Shame, however, has gone out of Thatcherite Britain – the shame of being a racist, of being a capitalist, of getting power, making money, regardless of all else, everyone else. We have been taken over by the morality of grocer capitalism, merchant capitalism, buy and sell capitalism where profit is only tempered by Calvinist moralism – and it is the same set of values that has trickled down into the race relations industry.
Of course, there is a morality involved in the fight against racism, but it refers not to the morality of individuals but to the morality of social justice. It is the prosperous, sanctimonious Right that prescribes morals to people and, from the height of its smug conceit, ordains how people should think and behave. It is a moralism that reflects a mean, narrow, closed-down, ungenerous view of life – one that does not take risks with people, with human relationships, enlarge human creativity, ‘exhaust’ in Pindar’s phrase ‘the realm of the possible’. It seeks, instead, to gather up all the infinite variety of human experience and force it into the ungiving mould of its own righteousness.And it does it in the name of the individual, as though the individual grows in solitary confinement, removed from the collective good, in competition with everyone, trying to do the other in, instead of raising the other up and oneself with it.
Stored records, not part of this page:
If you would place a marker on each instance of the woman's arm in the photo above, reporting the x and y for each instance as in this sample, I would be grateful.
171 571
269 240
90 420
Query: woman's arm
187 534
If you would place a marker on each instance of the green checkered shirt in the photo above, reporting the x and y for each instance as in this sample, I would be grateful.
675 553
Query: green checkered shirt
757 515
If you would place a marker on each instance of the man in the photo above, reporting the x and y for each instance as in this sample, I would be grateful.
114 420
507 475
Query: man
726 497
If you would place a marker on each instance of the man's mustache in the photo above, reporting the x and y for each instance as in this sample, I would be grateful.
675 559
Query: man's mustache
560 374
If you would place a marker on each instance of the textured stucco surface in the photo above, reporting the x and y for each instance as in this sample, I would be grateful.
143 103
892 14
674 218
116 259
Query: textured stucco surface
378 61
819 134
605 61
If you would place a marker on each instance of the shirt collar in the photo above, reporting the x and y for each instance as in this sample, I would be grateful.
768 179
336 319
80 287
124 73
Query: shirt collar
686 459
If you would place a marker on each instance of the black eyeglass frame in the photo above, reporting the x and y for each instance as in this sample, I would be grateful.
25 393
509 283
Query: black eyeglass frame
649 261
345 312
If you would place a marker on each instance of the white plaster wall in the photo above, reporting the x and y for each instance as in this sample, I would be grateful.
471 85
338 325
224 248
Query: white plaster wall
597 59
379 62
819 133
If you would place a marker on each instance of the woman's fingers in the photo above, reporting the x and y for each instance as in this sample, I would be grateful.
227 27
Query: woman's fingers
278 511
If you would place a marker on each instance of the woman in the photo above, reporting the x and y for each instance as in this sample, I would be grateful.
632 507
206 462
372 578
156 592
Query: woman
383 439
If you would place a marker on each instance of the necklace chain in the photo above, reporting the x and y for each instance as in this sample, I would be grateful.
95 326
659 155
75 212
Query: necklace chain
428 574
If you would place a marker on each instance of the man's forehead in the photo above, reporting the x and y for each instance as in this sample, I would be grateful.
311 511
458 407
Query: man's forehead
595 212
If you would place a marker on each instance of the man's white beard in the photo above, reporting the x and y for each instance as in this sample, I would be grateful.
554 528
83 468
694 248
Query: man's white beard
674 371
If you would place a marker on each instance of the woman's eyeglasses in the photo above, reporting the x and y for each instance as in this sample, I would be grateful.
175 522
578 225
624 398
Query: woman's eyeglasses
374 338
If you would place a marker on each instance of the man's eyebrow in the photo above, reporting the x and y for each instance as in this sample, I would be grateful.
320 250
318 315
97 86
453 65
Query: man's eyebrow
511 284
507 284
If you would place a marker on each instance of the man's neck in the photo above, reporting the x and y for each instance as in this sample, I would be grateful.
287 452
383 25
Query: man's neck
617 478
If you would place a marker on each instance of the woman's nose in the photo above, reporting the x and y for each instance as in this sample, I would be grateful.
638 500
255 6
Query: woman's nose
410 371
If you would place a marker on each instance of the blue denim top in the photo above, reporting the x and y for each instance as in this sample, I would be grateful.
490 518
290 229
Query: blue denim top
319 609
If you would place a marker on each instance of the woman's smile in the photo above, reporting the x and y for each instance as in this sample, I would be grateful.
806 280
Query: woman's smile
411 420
The Left’s mistake was to accept this spurious equation of individual growth with individualism and confuse personal moralism with socialist morality – both (individualism and moralism) potent ingredients in the witches’ brew of right-wing fundamentalism.
It is such a fundamentalism that informs certain aspects of the pro posed Education Bill – in particular, its national curriculum which not only narrows the focus of the subjects that it prescribes as core, such as History, to a one-dimensional nationalist perspective but actively discourages at the same time the study of international subjects such as Peace Studies or Black Studies. Children are not to be put at risk to the world outside, opened out to the experience of other races and peoples, or encouraged to look at themselves and their histories from the vantage point of such experience. On the contrary, they are not even to be taught to relate healthily to the different experiences and cultures of the fellow students around them through an education in other cultures and in the racism of their own · which renders those other cultures inferior. Instead, they are, if the New Right continues to have its say, to be afforded a ‘colour-blind’, conflict-free education in a world replete with colour and conflict.